Nother was commenting on the research presented in Computing's recent online seminar, "The consequences of IT disasters and how to avoid them".
He added: "A sliding-scale assessment on the impact to the business for every hour of downtime should be created. From that, a catalogue of service levels can be generated and a cost associated with a particular type of service level. It should be a business decision to decide upon the correct level of service applied to a particular business unit, and IT's responsibility to deliver it."
At the same time, though, almost two-thirds of respondents suggested that their organisation would start to suffer serious reputation damage within just 24 hours, and some 30 per cent believe that their organisations would be damaged as a result of downtime to mission-critical systems of six hours or less.

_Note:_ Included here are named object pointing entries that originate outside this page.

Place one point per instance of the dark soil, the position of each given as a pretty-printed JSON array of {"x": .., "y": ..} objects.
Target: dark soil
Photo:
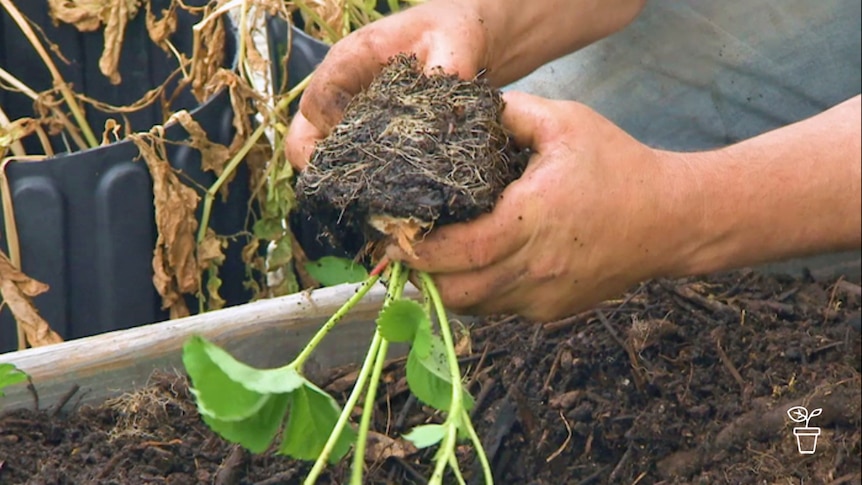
[
  {"x": 428, "y": 149},
  {"x": 680, "y": 382}
]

Just one-fifth believe they could get by with more than two days of downtime.
"The finance and IT departments must work together so that the best possible disaster recovery system is properly resourced and effectively implemented," said Justin Harling, the managing director of services firm CAE Technology Services.

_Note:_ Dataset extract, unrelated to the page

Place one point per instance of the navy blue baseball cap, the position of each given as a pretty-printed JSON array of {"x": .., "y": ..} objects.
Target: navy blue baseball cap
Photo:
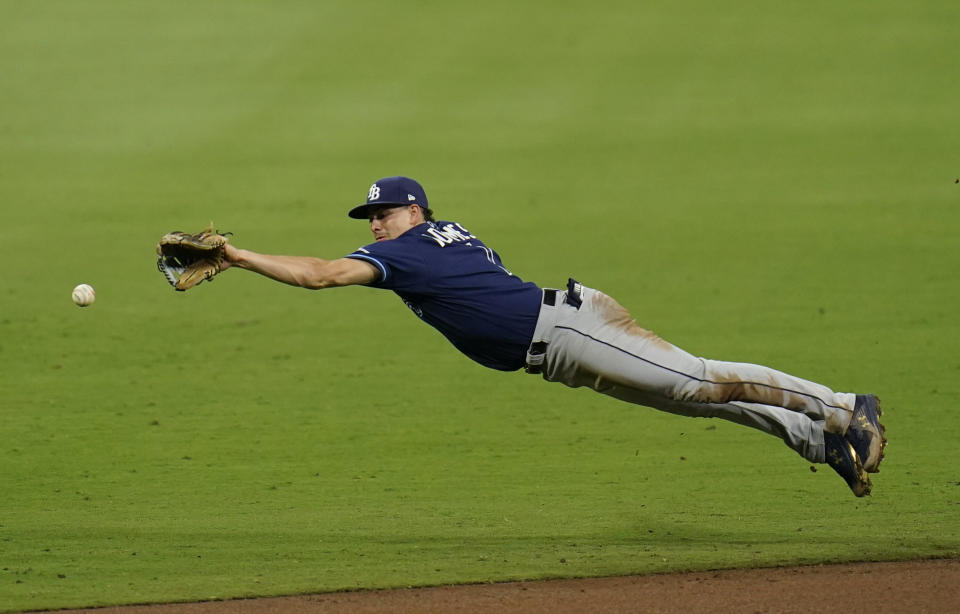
[{"x": 391, "y": 191}]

Harling added: "The marketing and communications teams must also have prepared a crisis-management response that covers all eventualities and reassures every group and individual in the business process chain. The days of just blaming the IT department for all system outages is long gone; every senior manager within an organisation has a responsibility to make disaster recovery efficient and seamless."
Computing's research also examined the kinds of internal events and external shocks that IT leaders believe are most likely to bring down their systems. Despite improvements in reliability of components such as hard-disk drives, hardware failure remains the biggest fear, cited by 59 per cent of respondents, closely followed by loss of internet or network connectivity by 46 per cent and power issues, such as spikes and interruptions, by one-third.

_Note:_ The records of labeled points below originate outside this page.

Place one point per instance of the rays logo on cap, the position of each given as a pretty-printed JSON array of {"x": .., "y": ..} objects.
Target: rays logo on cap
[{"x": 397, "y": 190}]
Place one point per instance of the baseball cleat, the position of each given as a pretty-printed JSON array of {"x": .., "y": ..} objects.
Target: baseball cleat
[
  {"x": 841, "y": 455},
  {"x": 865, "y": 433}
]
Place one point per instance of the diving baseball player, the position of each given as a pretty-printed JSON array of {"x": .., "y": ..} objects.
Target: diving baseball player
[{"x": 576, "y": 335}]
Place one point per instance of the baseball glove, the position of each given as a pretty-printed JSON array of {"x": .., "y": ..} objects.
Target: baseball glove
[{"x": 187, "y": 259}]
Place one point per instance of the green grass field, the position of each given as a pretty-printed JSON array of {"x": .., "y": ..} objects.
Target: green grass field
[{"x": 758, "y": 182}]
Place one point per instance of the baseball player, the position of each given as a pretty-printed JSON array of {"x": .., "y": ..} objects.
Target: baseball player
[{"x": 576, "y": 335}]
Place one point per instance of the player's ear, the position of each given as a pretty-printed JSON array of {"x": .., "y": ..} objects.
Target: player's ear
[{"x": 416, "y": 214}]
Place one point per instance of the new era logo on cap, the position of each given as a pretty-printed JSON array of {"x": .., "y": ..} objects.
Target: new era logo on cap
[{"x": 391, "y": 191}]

"Most companies have an IT disaster recovery plan somewhere within the organisation that probably plans against a certain set of expected occurrences and emergencies," said Harling.
"But in a world where technology advances every day, new disparate threats are emerging on a daily basis, so the best advice is to think about the worst possible scenarios and test your companies responses against them; make sure the disaster response is properly resourced, your staff are correctly trained and test, test and test again," advised Harling.
In terms of external failures, more than half feared fire the most, but a loss of key personnel and/or suppliers also figured highly, cited by 35 per cent.
Surprisingly, flood was only cited by one-third, despite it being perhaps the most common disaster to affect businesses and data centres - many are still recovering from the winter flooding in Carlisle, for example. Perhaps even more surprising, only slightly fewer - some 26 per cent - of respondents suggested that a terrorist incident would be "most likely" to bring down their systems.
The relative occurrences of flooding and terrorism indicates, perhaps, that flooding should be taken a lot more seriously and the risk of terrorism much less.